Department of Psychiatry, Chaohu Hospital of Anhui Medical University, Hefei, Anhui Province, China; Department of Psychiatry, Anhui Psychiatric Center, Anhui Medical University, Hefei, Anhui Province, China.
Key Laboratory of Non-coding RNA Transformation Research of Anhui Higher Education Institutes, Wannan Medical College, Wuhu, Anhui Province, China; Department of Neurology, The First Affiliated Hospital of Wannan Medical College, Wuhu, Anhui Province, China.
Brain Res Bull. 2021 Dec;177:31-38. doi: 10.1016/j.brainresbull.2021.09.006. Epub 2021 Sep 14.
The kinase MST4 limits inflammatory responses through direct phosphorylation of the adaptor TRAF6. TRAF6 interacts with NLRP3 to promote the activation of NLRP3 inflammasome. However, the role of MST4 in neuroinflammation after intracerebral hemorrhage (ICH) and how it interacts with NLRP3 inflammasome remain unclear.
Mice were administered MST4 AAV four weeks before collagenase-induced ICH. ICH mice received either hesperadin (MST4 selective inhibitor), or MCC950 (NLRP3 inflammasome selective inhibitor). Neurological deficits and brain water content were assessed. Western blot and immunofluorescence were performed to evaluate the proteins content and localization in MST4/NLRP3 signaling pathway.
The expression of endogenous MST4 and NLRP3 was increased after ICH compared to sham group. MST4 and NLRP3 were respectively colocalized in microglia. Upregulation of MST4 gene inhibited the activation of NLRP3 inflammasome, the release of IL-1β and TNF-α, and significantly improved brain edema and neurological deficits. Hesperadin pretreatment inhibited the expression of MST4 and increased the expression of NLRP3 inflammasome-mediated proteins, which aggravated neurological deficits and cerebral edema. MCC950 markedly alleviated neurological deficits and brain edema but had no effect on the expression of MST4 protein.

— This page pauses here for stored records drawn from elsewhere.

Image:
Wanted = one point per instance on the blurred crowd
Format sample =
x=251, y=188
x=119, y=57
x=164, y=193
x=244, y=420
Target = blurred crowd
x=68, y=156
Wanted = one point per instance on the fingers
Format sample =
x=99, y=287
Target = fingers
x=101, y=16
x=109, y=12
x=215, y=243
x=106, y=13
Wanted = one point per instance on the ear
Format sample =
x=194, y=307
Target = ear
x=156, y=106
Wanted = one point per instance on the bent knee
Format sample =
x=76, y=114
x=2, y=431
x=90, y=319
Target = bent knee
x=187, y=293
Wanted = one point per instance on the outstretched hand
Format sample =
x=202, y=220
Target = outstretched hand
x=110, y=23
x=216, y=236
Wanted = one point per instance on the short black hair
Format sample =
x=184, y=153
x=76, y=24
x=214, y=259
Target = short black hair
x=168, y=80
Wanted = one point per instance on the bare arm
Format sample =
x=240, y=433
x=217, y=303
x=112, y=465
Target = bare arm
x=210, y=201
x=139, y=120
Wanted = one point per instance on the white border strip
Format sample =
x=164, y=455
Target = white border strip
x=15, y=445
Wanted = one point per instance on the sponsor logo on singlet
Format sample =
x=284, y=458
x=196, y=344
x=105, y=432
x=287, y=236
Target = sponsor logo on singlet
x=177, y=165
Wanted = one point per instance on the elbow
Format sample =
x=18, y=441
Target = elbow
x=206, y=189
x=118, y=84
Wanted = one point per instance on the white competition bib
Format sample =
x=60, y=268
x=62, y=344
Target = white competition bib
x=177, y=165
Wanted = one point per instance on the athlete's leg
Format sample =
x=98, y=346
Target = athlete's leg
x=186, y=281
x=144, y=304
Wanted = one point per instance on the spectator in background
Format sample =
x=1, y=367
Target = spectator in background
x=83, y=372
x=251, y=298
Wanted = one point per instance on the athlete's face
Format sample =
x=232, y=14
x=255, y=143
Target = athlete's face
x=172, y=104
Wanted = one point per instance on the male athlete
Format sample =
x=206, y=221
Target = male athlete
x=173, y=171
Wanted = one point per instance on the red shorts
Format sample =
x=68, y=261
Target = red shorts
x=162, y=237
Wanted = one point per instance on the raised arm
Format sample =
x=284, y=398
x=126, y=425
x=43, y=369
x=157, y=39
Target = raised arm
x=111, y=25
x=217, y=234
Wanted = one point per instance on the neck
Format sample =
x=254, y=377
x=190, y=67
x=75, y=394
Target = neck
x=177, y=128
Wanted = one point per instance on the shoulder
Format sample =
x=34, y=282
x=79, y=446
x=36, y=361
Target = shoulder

MST4 alleviates inflammatory progression and brain injury in ICH mice possibly by inhibiting NLRP3 inflammasome activation.
激酶 MST4 通过直接磷酸化衔接蛋白 TRAF6 来限制炎症反应。TRAF6 与 NLRP3 相互作用,促进 NLRP3 炎性小体的激活。然而,MST4 在脑出血(ICH)后的神经炎症中的作用以及它与 NLRP3 炎性小体的相互作用仍不清楚。
在胶原酶诱导的 ICH 前四周,用 MST4 AAV 处理小鼠。ICH 小鼠接受 hesperadin(MST4 选择性抑制剂)或 MCC950(NLRP3 炎性小体选择性抑制剂)治疗。评估神经功能缺损和脑含水量。通过 Western blot 和免疫荧光法评估 MST4/NLRP3 信号通路中的蛋白质含量和定位。
与假手术组相比,ICH 后内源性 MST4 和 NLRP3 的表达增加。MST4 和 NLRP3 分别在小胶质细胞中共定位。MST4 基因的上调抑制了 NLRP3 炎性小体的激活、IL-1β 和 TNF-α 的释放,并显著改善了脑水肿和神经功能缺损。hesperadin 预处理抑制了 MST4 的表达,并增加了 NLRP3 炎性小体介导的蛋白质的表达,这加重了神经功能缺损和脑水肿。MCC950 显著减轻了神经功能缺损和脑水肿,但对 MST4 蛋白的表达没有影响。
MST4 通过抑制 NLRP3 炎性小体的激活,减轻 ICH 小鼠的炎症进展和脑损伤。